Washed up former Inside Sport and Sunday Age Sport freelancer. Now just giving my stuff away to good homes. Not to worry, still have my health and day job. Published & unpublished works fester on my blog Write Line Fever.

Comments

  1. Dave Nadel says:

    Jeff, thank you for posting the pictures of the restored Victoria Park. I don’t care how imaginative a piece of artwork it is, I would rather they had restored the old scoreboard than replaced it with a piece of artwork that has no historical context.

    You are right that by the 1990s Vic Park was a lost cause. If we had had a far-sighted Committee in the seventies they could have renovated the ground and surrounds while building costs and land prices were relatively low.

  2. No worries Dave.

    I think several administrations going right back to the ’60’s & ’70’s had grand plans for the ground but every time ran into an unsympathetic council and hostile residents.

    Not that CFC can purport to being in the same league but going to the G (or Waverley) was as inevitable as Man Utd leaving the old Old Trafford for a new super stadium to cater for demand.

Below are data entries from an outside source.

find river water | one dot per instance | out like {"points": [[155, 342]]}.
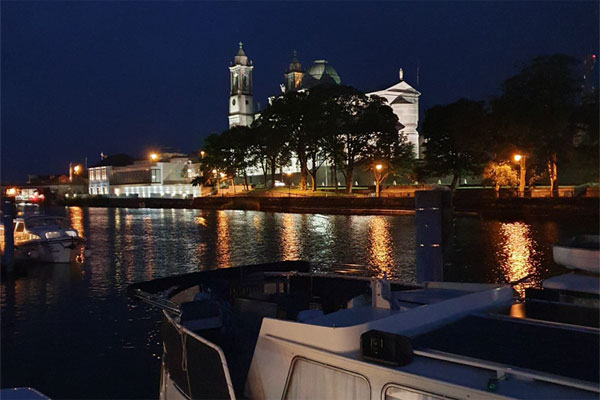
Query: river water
{"points": [[71, 331]]}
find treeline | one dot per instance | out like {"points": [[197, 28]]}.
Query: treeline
{"points": [[540, 114], [337, 126]]}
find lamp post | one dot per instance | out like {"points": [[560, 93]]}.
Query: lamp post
{"points": [[289, 182], [377, 171], [520, 158]]}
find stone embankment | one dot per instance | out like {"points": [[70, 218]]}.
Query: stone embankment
{"points": [[518, 207]]}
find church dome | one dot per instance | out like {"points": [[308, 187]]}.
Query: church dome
{"points": [[320, 72]]}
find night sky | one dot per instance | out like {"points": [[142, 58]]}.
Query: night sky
{"points": [[80, 78]]}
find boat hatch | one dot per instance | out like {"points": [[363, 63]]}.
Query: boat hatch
{"points": [[556, 350]]}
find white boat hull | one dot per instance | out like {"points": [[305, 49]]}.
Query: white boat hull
{"points": [[583, 258], [58, 251]]}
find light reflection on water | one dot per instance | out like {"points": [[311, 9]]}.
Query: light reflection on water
{"points": [[75, 323]]}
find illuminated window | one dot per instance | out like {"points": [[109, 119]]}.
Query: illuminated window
{"points": [[313, 380], [397, 392], [156, 176]]}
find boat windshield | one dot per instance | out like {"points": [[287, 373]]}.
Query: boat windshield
{"points": [[46, 221]]}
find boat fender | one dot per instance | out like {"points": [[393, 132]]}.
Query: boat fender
{"points": [[386, 348]]}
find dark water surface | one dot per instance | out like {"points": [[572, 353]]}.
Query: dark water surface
{"points": [[72, 332]]}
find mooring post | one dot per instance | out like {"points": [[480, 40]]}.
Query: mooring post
{"points": [[9, 237], [433, 220]]}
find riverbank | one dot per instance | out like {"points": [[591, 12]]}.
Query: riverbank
{"points": [[358, 205]]}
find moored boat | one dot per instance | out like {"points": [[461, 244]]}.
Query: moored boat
{"points": [[47, 239], [580, 253], [281, 331]]}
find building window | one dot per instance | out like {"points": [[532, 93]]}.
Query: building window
{"points": [[312, 380], [397, 392], [155, 176]]}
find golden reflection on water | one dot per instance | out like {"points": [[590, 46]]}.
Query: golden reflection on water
{"points": [[289, 240], [516, 256], [380, 245], [148, 248], [76, 218], [200, 220], [223, 249]]}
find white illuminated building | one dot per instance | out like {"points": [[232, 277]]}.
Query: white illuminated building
{"points": [[404, 100], [146, 179], [401, 97]]}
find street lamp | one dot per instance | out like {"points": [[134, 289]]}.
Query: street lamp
{"points": [[289, 182], [520, 158], [377, 174]]}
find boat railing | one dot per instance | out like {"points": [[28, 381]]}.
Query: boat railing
{"points": [[158, 301], [502, 370]]}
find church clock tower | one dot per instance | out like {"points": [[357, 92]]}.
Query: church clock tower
{"points": [[241, 104]]}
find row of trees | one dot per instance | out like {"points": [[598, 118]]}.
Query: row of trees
{"points": [[337, 125], [541, 113]]}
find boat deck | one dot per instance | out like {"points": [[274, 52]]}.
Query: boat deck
{"points": [[557, 350]]}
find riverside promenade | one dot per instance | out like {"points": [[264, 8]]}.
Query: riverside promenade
{"points": [[464, 202]]}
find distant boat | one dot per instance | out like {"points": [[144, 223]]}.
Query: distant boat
{"points": [[580, 253], [46, 239]]}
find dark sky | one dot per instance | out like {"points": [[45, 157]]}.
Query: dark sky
{"points": [[80, 78]]}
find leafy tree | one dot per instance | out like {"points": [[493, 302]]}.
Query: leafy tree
{"points": [[535, 109], [457, 139], [360, 126], [499, 174], [272, 142]]}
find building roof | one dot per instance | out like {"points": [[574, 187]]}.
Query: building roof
{"points": [[320, 72], [294, 65], [240, 57], [115, 160]]}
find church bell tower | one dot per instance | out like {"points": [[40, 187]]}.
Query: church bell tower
{"points": [[241, 104]]}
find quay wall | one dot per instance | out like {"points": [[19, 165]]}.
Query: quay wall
{"points": [[518, 207]]}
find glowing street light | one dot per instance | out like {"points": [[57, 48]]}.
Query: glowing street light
{"points": [[379, 177], [520, 158]]}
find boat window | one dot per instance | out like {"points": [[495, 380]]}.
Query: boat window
{"points": [[397, 392], [48, 221], [313, 380]]}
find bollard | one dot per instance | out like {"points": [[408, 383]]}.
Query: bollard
{"points": [[8, 212], [433, 220]]}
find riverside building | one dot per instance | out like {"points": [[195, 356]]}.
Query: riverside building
{"points": [[169, 178], [401, 97]]}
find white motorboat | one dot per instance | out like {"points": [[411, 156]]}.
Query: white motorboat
{"points": [[280, 331], [46, 239], [580, 253]]}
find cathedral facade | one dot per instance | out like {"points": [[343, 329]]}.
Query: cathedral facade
{"points": [[401, 97]]}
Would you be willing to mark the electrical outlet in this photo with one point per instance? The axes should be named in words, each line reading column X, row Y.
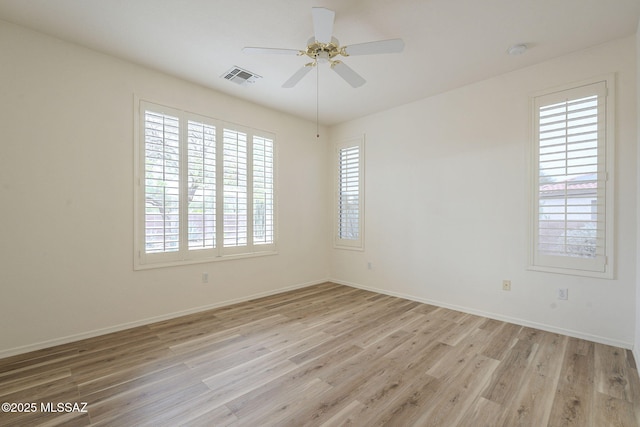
column 563, row 293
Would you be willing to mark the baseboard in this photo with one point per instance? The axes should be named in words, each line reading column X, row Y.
column 517, row 321
column 120, row 327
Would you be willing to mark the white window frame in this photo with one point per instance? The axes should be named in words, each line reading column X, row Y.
column 602, row 264
column 184, row 255
column 340, row 240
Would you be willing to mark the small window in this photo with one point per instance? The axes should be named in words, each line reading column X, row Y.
column 572, row 228
column 349, row 195
column 205, row 189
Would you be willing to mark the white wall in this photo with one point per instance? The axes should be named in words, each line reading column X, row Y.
column 447, row 202
column 66, row 188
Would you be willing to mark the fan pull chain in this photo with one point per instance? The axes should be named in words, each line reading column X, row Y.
column 317, row 101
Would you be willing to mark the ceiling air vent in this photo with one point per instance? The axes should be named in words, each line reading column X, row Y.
column 240, row 76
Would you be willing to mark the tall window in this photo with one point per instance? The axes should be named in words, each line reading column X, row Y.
column 572, row 221
column 205, row 189
column 349, row 195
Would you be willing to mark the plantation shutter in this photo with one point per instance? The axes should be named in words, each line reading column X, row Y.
column 349, row 194
column 161, row 183
column 235, row 188
column 571, row 179
column 201, row 182
column 263, row 191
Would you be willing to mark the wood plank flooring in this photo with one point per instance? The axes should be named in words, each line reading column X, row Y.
column 326, row 355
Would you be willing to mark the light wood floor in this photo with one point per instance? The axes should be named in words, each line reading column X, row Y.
column 327, row 355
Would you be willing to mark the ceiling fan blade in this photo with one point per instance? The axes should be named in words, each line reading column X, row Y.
column 371, row 48
column 297, row 76
column 347, row 73
column 322, row 23
column 270, row 50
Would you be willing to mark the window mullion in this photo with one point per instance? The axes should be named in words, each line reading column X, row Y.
column 249, row 190
column 183, row 241
column 220, row 190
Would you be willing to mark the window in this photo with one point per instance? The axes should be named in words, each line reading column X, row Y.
column 205, row 189
column 572, row 229
column 349, row 195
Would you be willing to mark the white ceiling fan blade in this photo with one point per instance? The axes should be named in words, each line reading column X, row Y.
column 371, row 48
column 322, row 23
column 297, row 76
column 270, row 50
column 347, row 73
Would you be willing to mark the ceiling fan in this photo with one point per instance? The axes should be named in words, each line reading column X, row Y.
column 323, row 47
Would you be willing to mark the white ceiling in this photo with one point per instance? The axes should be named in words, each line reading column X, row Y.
column 448, row 43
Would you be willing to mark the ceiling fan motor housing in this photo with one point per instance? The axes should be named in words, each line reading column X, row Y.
column 323, row 52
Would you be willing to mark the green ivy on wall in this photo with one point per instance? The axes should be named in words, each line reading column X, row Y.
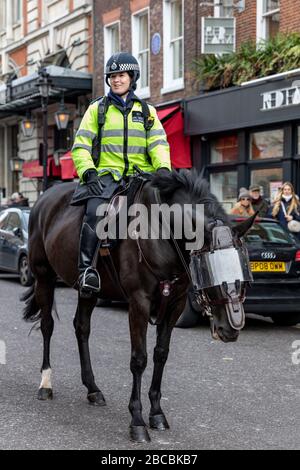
column 280, row 54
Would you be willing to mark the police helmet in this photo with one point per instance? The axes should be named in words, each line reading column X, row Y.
column 123, row 62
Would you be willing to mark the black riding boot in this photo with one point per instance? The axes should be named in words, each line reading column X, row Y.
column 89, row 279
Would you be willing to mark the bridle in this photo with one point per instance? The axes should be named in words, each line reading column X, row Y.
column 232, row 295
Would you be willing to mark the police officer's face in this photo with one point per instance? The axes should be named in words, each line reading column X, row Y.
column 120, row 83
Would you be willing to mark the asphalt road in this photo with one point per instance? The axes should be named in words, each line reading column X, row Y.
column 243, row 395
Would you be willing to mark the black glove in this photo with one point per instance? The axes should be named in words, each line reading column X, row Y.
column 163, row 171
column 89, row 176
column 93, row 181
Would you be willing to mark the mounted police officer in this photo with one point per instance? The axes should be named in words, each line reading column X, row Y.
column 117, row 132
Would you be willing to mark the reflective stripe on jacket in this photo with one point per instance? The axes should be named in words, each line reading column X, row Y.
column 124, row 142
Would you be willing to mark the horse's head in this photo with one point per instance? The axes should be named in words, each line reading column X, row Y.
column 220, row 272
column 219, row 265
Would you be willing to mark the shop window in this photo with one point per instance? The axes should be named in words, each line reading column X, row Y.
column 224, row 187
column 269, row 179
column 266, row 144
column 224, row 149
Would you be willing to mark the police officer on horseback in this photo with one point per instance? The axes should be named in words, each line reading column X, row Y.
column 117, row 132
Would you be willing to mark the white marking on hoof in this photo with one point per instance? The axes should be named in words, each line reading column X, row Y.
column 46, row 379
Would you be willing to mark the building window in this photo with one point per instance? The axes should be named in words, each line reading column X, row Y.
column 111, row 42
column 266, row 144
column 141, row 50
column 269, row 179
column 224, row 187
column 173, row 45
column 268, row 17
column 223, row 9
column 17, row 14
column 2, row 15
column 224, row 149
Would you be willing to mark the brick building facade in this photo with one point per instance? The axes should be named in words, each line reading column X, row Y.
column 249, row 26
column 34, row 33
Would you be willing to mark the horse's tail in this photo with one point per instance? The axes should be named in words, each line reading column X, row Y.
column 32, row 311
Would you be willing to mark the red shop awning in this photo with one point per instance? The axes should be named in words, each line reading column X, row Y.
column 33, row 169
column 68, row 170
column 172, row 120
column 65, row 170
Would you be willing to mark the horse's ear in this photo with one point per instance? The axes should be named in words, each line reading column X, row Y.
column 243, row 227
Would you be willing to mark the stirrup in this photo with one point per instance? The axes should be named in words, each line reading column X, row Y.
column 84, row 286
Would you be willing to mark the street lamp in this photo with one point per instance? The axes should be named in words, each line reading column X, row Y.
column 62, row 116
column 27, row 126
column 44, row 84
column 16, row 164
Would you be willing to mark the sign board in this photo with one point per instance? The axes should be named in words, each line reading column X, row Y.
column 217, row 35
column 281, row 98
column 274, row 186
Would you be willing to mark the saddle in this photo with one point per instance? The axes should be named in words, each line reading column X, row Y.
column 115, row 207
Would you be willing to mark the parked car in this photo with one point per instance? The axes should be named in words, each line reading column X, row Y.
column 14, row 243
column 275, row 263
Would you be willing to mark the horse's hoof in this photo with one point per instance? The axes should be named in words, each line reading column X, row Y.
column 96, row 398
column 45, row 394
column 139, row 434
column 158, row 422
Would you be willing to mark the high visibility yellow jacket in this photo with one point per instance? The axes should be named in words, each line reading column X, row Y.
column 124, row 142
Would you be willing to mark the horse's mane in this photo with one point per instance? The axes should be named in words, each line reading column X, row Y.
column 195, row 187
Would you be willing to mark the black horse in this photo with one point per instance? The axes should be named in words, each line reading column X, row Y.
column 143, row 267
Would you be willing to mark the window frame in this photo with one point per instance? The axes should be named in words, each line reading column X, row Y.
column 3, row 9
column 107, row 41
column 261, row 20
column 18, row 4
column 219, row 12
column 135, row 28
column 170, row 84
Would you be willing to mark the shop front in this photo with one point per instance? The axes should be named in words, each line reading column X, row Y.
column 247, row 135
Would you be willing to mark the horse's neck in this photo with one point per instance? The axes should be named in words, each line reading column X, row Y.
column 159, row 249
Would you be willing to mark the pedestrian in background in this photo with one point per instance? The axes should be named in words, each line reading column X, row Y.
column 258, row 202
column 286, row 206
column 243, row 207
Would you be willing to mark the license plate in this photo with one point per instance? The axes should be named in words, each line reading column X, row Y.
column 267, row 266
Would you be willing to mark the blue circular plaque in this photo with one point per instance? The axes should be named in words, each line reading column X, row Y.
column 155, row 43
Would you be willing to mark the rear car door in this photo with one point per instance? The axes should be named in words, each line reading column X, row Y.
column 3, row 221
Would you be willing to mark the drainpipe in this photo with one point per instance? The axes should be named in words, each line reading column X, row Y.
column 5, row 155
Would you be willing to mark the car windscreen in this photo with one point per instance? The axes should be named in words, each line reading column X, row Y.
column 268, row 232
column 26, row 215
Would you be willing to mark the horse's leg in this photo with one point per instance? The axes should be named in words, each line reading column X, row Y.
column 44, row 293
column 138, row 329
column 82, row 324
column 157, row 419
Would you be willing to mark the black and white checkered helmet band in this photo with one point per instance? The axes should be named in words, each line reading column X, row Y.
column 115, row 67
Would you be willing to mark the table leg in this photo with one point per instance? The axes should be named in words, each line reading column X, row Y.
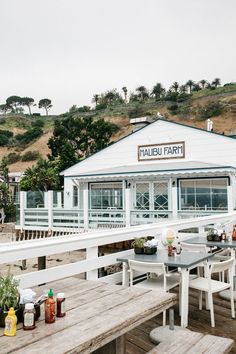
column 125, row 274
column 117, row 346
column 184, row 296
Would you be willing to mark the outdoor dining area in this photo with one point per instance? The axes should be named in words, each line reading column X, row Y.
column 178, row 296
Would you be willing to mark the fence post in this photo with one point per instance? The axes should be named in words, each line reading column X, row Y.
column 127, row 207
column 86, row 211
column 22, row 209
column 92, row 252
column 50, row 209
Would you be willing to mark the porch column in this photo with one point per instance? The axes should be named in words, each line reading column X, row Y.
column 50, row 210
column 174, row 199
column 230, row 197
column 86, row 211
column 22, row 209
column 127, row 207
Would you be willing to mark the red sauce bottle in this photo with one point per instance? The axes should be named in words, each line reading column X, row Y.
column 61, row 310
column 50, row 308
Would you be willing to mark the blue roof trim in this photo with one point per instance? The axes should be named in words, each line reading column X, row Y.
column 148, row 171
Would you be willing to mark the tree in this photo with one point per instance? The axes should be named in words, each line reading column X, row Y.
column 75, row 138
column 5, row 108
column 14, row 102
column 142, row 92
column 203, row 83
column 216, row 82
column 175, row 87
column 158, row 90
column 124, row 89
column 95, row 99
column 46, row 104
column 28, row 102
column 190, row 85
column 43, row 176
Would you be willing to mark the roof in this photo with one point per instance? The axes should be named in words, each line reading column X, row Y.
column 148, row 125
column 174, row 168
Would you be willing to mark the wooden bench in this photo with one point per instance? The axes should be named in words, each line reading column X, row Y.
column 193, row 343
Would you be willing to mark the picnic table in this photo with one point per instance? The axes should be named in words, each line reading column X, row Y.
column 98, row 316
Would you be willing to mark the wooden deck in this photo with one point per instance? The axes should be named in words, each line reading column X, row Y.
column 138, row 342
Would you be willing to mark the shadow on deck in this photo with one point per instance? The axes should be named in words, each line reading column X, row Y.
column 138, row 342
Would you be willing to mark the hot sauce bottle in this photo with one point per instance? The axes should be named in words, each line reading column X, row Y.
column 61, row 310
column 50, row 308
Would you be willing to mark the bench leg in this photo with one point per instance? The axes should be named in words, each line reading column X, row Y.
column 117, row 346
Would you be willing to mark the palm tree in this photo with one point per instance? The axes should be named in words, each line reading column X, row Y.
column 183, row 89
column 125, row 93
column 190, row 84
column 175, row 87
column 143, row 92
column 203, row 83
column 95, row 99
column 158, row 90
column 216, row 82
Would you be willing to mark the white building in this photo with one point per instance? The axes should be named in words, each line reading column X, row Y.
column 163, row 170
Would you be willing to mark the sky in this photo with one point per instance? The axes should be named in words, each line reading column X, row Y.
column 69, row 50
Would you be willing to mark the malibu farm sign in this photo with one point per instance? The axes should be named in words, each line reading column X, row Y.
column 174, row 150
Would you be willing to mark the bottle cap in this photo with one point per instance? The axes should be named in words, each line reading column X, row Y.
column 11, row 311
column 50, row 293
column 29, row 306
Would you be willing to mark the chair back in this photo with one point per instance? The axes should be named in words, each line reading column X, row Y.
column 222, row 266
column 193, row 247
column 146, row 267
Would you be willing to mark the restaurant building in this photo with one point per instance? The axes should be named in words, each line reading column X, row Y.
column 163, row 169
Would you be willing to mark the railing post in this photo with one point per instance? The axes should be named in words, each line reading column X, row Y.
column 50, row 209
column 174, row 199
column 22, row 209
column 127, row 207
column 92, row 252
column 86, row 211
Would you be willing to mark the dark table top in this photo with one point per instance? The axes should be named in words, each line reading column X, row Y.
column 203, row 241
column 184, row 260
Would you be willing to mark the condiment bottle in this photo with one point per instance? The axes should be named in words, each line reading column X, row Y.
column 61, row 310
column 10, row 323
column 234, row 233
column 223, row 236
column 29, row 317
column 50, row 308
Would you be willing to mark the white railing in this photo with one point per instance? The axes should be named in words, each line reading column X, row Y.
column 11, row 252
column 139, row 217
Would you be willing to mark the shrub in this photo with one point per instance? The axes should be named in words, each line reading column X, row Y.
column 13, row 157
column 212, row 109
column 30, row 156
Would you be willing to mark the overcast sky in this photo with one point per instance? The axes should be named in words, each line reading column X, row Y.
column 69, row 50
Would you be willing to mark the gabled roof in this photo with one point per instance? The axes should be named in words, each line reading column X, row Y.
column 173, row 168
column 137, row 131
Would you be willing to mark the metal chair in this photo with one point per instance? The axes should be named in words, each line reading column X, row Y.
column 157, row 278
column 211, row 286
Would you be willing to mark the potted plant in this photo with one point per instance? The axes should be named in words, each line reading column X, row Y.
column 150, row 246
column 138, row 245
column 9, row 296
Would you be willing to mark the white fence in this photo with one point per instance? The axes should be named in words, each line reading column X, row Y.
column 11, row 252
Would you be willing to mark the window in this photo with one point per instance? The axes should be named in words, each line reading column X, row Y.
column 75, row 196
column 106, row 196
column 203, row 194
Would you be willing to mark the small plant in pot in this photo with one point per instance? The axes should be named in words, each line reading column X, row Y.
column 150, row 246
column 138, row 245
column 9, row 296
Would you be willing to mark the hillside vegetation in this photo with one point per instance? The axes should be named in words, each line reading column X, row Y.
column 24, row 138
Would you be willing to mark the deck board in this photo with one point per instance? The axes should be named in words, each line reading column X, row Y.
column 199, row 321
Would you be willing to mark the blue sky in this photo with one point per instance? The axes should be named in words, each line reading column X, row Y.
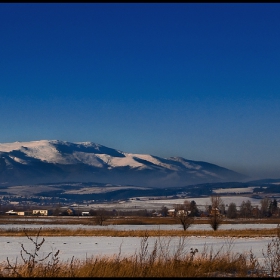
column 200, row 81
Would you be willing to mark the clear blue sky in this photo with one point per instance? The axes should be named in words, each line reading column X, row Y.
column 200, row 81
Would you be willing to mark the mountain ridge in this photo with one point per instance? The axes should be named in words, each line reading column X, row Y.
column 52, row 161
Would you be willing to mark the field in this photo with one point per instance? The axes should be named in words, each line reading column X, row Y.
column 75, row 247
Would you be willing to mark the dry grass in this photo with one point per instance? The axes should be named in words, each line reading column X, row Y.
column 140, row 233
column 160, row 261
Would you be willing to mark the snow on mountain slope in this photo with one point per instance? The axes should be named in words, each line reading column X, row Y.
column 61, row 161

    As for the scoreboard, maybe someone can shed some light but having seen it leading up to its removal it must have been close to beyond repair without virtually rebuilding it.

  3. Matt Zurbo says:

    Jeff, thanks from me too. I saw many things good and bad and very Collingwood there over many years. The world moves on, as well my beloved Roy Boys know. Nice to see they’ve opened it to the public, and acknowledged the history of the place.Agree with David, the art has no context. Maybe there should be a series of history boards, spaced out, giving someone strolling a lap a good hour or more of being lost in its former world. Would cost a fraction of any art and be far more interactive.

  4. Thanks Matt.

    There actually is a number of history boards spaced all around the ground – there’s one in the photos I posted (next to the BBQ’s). Those combined with the steps are pretty comprehensive.

    The scoreboard may not be everone’s cup of tea which is fair enough. i think it’s more directed at kids with an interactive component (you need to go up close to the installation).